第60章 花屋夫人
「うーー痛い」
私は頬を抑えながら、信長様を睨む。
「何が言いたい」
信長様は、バツが悪そうに私を見る。
「痛いことは嫌だって言ったのに....なぜか頬が痛い........です」
「なんの事だ」
信長様は、シラを切り通すつもりらしい
「信長様........この間言いましたよね?痛みは与えないって.........」
「それがどうした、言葉通り、毎晩時間を忘れるほどに愛してやっておるだろう」
もはや逆ギレ気味?
「じ、時間は忘れてたけど、思い出しました!忘れるなんてできません、この頬についた噛み跡を見たら!!」
頬に当てた手を離して、信長様に噛まれてつけられた歯型を、信長様に見せた。
ぶっ!
それを見て、今度は吹き出す始末。
「わ、笑いましたね!?一体誰のせいでこんな跡がついたと思ってるんですか!」
そう、昨夜、既に意識を手放しそうな私の頬に、信長様がガブリと噛んで来て、白み始めた世界から一瞬で連れ戻された。
手加減はしてくれたっぽいから、少し痛かったくらいだけど、「まだ早い、もっと俺を感じろ」とか何とか言われて、その時はボーッと再び与えられた快楽に持ってかれてしまって.......

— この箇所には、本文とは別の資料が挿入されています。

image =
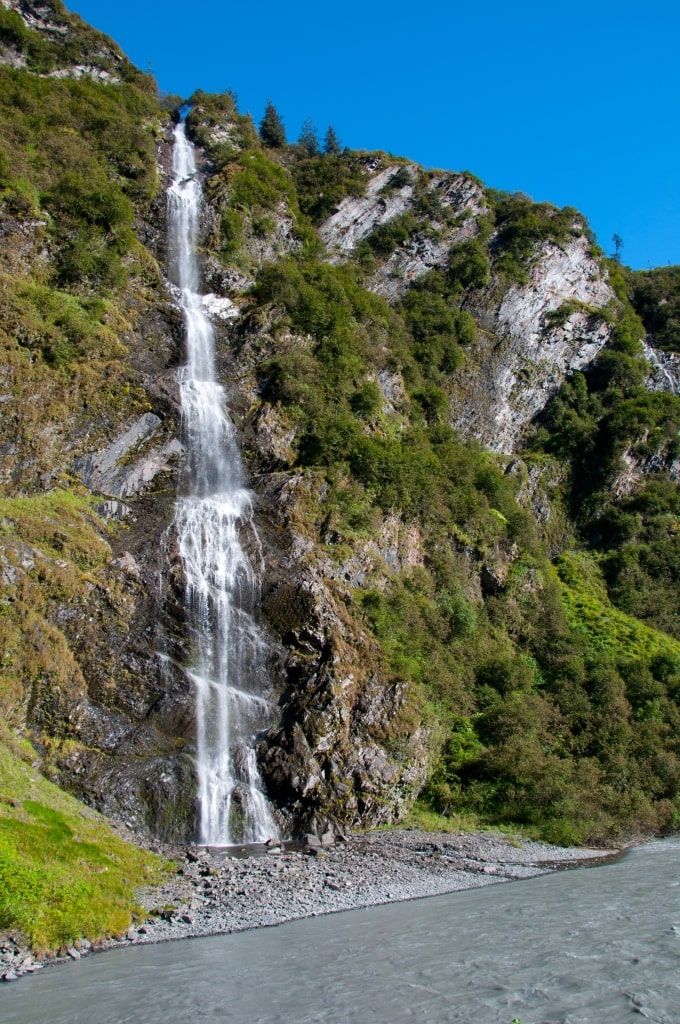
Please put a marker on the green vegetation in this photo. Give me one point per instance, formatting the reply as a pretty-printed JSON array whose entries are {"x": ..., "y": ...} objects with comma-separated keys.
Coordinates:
[
  {"x": 655, "y": 296},
  {"x": 551, "y": 689},
  {"x": 65, "y": 875}
]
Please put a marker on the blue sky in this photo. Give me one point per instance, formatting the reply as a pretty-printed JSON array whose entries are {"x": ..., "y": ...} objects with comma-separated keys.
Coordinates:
[{"x": 577, "y": 103}]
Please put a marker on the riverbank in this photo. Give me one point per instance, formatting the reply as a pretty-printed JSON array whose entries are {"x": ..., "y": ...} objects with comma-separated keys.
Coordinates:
[{"x": 214, "y": 892}]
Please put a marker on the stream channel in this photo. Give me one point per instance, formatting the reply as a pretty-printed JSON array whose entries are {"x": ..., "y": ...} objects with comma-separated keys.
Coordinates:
[{"x": 597, "y": 945}]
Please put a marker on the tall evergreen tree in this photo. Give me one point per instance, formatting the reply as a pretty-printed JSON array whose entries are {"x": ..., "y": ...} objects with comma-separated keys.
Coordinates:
[
  {"x": 272, "y": 132},
  {"x": 331, "y": 141},
  {"x": 308, "y": 140}
]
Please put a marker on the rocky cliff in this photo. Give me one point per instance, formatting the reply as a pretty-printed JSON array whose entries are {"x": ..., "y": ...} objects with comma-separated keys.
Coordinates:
[{"x": 415, "y": 366}]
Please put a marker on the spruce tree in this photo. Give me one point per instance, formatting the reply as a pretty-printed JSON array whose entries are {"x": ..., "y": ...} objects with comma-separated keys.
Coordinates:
[
  {"x": 308, "y": 140},
  {"x": 332, "y": 142},
  {"x": 272, "y": 132}
]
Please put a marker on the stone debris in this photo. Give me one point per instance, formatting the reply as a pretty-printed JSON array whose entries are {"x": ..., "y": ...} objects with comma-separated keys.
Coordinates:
[{"x": 214, "y": 892}]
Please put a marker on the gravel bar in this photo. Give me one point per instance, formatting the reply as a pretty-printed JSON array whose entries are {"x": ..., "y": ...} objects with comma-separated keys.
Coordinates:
[{"x": 216, "y": 891}]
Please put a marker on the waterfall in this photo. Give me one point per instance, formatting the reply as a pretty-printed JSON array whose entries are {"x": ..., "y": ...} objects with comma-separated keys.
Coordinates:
[{"x": 221, "y": 590}]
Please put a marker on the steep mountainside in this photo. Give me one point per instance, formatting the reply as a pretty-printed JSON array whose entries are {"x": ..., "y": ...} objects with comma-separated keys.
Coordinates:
[{"x": 464, "y": 458}]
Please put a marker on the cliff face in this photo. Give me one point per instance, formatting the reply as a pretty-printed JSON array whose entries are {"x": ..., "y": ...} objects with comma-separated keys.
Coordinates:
[{"x": 390, "y": 339}]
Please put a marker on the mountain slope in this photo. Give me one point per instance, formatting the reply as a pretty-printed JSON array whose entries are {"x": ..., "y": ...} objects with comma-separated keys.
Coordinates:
[{"x": 466, "y": 473}]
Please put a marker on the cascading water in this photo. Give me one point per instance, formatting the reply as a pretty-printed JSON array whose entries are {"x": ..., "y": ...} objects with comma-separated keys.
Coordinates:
[{"x": 228, "y": 670}]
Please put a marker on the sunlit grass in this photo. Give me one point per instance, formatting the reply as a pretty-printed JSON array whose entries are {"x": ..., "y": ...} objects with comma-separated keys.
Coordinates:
[{"x": 65, "y": 873}]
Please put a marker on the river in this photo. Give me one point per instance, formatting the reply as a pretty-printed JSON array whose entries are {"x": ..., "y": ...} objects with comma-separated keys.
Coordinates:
[{"x": 596, "y": 945}]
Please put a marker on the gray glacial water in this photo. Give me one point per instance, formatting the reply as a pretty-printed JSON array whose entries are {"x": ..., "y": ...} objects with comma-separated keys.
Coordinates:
[{"x": 595, "y": 945}]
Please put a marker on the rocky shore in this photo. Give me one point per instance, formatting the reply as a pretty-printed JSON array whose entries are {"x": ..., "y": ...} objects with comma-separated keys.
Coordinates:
[{"x": 213, "y": 891}]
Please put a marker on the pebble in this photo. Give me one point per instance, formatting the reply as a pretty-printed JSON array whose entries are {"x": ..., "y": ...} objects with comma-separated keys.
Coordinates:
[{"x": 214, "y": 893}]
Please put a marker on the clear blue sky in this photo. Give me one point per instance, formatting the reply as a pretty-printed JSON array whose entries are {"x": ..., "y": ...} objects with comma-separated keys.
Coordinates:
[{"x": 577, "y": 103}]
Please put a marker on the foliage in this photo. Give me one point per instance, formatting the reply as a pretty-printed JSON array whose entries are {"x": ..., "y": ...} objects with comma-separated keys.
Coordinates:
[
  {"x": 272, "y": 132},
  {"x": 655, "y": 296},
  {"x": 522, "y": 224},
  {"x": 331, "y": 142},
  {"x": 308, "y": 139},
  {"x": 65, "y": 875},
  {"x": 323, "y": 181},
  {"x": 80, "y": 158}
]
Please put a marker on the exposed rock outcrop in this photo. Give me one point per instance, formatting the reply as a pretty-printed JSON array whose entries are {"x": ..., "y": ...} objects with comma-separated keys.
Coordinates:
[{"x": 539, "y": 334}]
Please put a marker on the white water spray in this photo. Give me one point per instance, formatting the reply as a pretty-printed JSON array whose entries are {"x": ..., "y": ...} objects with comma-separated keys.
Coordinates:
[{"x": 227, "y": 669}]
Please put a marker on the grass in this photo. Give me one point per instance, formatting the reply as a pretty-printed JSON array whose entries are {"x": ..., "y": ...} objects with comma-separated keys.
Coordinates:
[
  {"x": 65, "y": 875},
  {"x": 604, "y": 628}
]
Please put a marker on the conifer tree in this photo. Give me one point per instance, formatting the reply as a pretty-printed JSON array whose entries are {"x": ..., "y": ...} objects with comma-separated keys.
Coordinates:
[
  {"x": 272, "y": 132},
  {"x": 308, "y": 140},
  {"x": 331, "y": 141}
]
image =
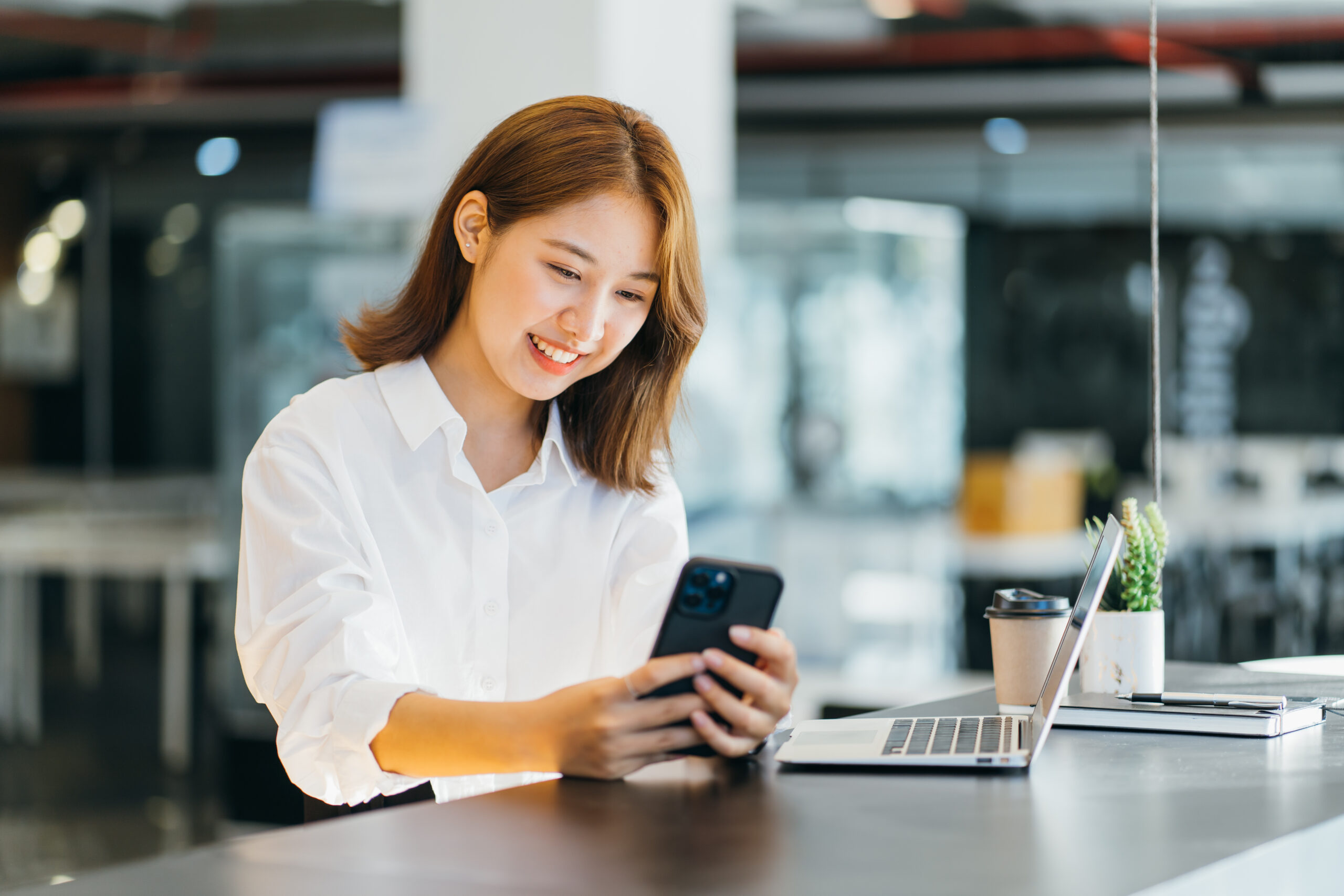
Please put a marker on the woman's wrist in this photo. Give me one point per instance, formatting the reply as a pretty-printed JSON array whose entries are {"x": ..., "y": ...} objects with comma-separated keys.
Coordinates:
[{"x": 429, "y": 736}]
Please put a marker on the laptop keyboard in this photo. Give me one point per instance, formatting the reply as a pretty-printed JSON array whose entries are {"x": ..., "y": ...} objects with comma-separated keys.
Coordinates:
[{"x": 954, "y": 735}]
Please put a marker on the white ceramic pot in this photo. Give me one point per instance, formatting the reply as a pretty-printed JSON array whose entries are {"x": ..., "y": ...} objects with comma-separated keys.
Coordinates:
[{"x": 1124, "y": 653}]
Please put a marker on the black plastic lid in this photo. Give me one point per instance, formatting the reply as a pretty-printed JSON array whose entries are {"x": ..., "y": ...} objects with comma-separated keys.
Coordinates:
[{"x": 1021, "y": 602}]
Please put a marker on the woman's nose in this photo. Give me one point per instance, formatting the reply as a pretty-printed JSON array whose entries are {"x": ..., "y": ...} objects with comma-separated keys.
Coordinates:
[{"x": 585, "y": 320}]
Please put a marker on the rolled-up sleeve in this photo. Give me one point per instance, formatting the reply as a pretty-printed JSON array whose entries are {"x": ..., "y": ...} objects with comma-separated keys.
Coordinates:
[
  {"x": 319, "y": 635},
  {"x": 647, "y": 556}
]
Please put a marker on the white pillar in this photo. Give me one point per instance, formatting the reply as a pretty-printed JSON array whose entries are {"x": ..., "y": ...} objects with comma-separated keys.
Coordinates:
[{"x": 475, "y": 64}]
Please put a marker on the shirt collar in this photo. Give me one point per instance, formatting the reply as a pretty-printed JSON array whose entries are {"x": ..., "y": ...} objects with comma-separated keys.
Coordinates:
[
  {"x": 416, "y": 400},
  {"x": 554, "y": 442},
  {"x": 420, "y": 407}
]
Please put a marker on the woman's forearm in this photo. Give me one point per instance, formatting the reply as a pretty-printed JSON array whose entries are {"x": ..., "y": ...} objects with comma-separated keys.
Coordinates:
[{"x": 429, "y": 736}]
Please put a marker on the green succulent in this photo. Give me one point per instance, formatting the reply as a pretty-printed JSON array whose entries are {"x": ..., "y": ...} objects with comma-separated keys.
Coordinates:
[{"x": 1140, "y": 567}]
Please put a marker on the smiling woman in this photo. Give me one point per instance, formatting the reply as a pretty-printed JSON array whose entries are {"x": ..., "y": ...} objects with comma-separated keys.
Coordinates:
[
  {"x": 455, "y": 565},
  {"x": 549, "y": 168}
]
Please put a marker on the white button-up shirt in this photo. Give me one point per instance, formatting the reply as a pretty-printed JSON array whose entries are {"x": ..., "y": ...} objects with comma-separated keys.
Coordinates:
[{"x": 374, "y": 563}]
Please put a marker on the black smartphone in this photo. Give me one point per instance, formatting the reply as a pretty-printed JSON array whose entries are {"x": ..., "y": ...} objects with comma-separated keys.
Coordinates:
[{"x": 711, "y": 596}]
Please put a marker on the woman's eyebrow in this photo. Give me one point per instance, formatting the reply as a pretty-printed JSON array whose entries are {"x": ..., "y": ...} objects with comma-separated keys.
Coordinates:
[
  {"x": 570, "y": 248},
  {"x": 563, "y": 245}
]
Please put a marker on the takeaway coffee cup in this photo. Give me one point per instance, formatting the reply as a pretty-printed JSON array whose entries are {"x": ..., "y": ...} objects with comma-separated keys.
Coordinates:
[{"x": 1025, "y": 632}]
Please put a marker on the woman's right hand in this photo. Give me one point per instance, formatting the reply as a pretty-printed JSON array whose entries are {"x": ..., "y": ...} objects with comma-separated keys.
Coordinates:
[{"x": 601, "y": 730}]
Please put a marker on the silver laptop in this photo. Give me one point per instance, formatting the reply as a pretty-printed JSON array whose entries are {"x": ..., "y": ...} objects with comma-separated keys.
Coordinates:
[{"x": 998, "y": 742}]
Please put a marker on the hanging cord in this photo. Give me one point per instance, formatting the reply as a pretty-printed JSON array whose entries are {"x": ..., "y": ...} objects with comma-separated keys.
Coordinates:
[{"x": 1156, "y": 361}]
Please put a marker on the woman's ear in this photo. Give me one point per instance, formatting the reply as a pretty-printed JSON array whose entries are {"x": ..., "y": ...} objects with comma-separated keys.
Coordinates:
[{"x": 471, "y": 226}]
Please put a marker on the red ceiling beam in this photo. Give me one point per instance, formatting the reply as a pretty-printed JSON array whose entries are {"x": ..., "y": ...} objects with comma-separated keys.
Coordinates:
[
  {"x": 111, "y": 35},
  {"x": 994, "y": 46},
  {"x": 1184, "y": 45}
]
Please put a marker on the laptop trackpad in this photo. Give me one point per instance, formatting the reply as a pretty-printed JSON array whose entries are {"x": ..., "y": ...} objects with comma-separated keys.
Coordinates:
[{"x": 834, "y": 738}]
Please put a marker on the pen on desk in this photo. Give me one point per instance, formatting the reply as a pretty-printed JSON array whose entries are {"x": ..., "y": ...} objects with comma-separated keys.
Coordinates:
[{"x": 1229, "y": 700}]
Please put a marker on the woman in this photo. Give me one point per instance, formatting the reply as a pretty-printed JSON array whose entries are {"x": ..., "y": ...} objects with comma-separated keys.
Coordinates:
[{"x": 454, "y": 566}]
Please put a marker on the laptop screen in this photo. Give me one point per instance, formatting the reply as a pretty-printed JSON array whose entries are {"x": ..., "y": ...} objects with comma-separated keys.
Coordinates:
[{"x": 1066, "y": 656}]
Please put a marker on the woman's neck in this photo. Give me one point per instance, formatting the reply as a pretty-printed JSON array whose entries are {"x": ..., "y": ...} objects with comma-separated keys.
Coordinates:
[{"x": 500, "y": 424}]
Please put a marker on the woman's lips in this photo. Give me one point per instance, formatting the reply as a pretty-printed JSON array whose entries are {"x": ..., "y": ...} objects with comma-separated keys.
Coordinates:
[{"x": 550, "y": 364}]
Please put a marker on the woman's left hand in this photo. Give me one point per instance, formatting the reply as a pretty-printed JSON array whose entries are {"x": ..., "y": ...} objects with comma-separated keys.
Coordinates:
[{"x": 766, "y": 691}]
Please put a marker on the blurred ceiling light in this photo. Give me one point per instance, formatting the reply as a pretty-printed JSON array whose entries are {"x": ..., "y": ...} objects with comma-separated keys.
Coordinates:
[
  {"x": 1006, "y": 136},
  {"x": 182, "y": 222},
  {"x": 162, "y": 257},
  {"x": 217, "y": 156},
  {"x": 891, "y": 8},
  {"x": 68, "y": 219},
  {"x": 42, "y": 250},
  {"x": 904, "y": 219},
  {"x": 35, "y": 285}
]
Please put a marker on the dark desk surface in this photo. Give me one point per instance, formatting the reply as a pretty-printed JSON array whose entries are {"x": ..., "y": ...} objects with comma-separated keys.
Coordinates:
[{"x": 1098, "y": 813}]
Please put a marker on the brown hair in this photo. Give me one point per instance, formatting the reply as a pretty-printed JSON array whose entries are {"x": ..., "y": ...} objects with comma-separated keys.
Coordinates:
[{"x": 536, "y": 162}]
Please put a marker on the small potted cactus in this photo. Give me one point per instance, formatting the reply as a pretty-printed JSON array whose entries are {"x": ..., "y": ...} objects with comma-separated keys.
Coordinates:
[{"x": 1127, "y": 647}]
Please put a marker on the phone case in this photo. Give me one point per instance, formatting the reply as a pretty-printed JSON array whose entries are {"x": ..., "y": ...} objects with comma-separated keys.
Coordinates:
[{"x": 753, "y": 601}]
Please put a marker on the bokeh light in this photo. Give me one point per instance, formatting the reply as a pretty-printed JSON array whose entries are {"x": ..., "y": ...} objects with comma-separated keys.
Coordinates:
[
  {"x": 68, "y": 219},
  {"x": 35, "y": 285},
  {"x": 1006, "y": 136},
  {"x": 217, "y": 156},
  {"x": 42, "y": 250},
  {"x": 182, "y": 222}
]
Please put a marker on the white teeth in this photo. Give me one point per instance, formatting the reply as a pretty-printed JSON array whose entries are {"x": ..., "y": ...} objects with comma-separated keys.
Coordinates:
[{"x": 551, "y": 352}]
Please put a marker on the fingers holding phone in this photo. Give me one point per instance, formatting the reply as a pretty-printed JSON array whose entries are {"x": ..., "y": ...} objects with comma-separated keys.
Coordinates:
[
  {"x": 604, "y": 730},
  {"x": 766, "y": 691}
]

朝起きて頬に違和感を感じて鏡を見て、ヒィーーーってなった。
歯型、初めてつけられた。痛くないけど(信長様には痛い痛いと言ってるけど)....こんな顔でこれから何日も過ごすこっちの身にもなってほしい......。
まだキスマースの方がましだ。
「ふん、歯型くらいでうるさい奴だ。夫の愛を全身で受け止めるのも妻の務めだ、きさまが俺のものだと皆に分かってちょうど良い」
開き直った!
「なっ、こんなにくっきりと大きな歯型をつける旦那様なんて聞いたことありません!」
「噛み付きたいくらいに愛らしい貴様が悪い。その頬が噛み付いて欲しいと俺を煽ってきた」
「なっ、...........」
愛らしいと言われたのは嬉しい。でも、頬は煽ったりなんかしない。
「それに、たまたま歯型が付いたのがそこだってだけだ、他の場所に歯を立てても貴様は悦んで声を上げておる」
ニヤリと笑うと、指でピンっと、私の胸の先を着物越しに弾いて来た。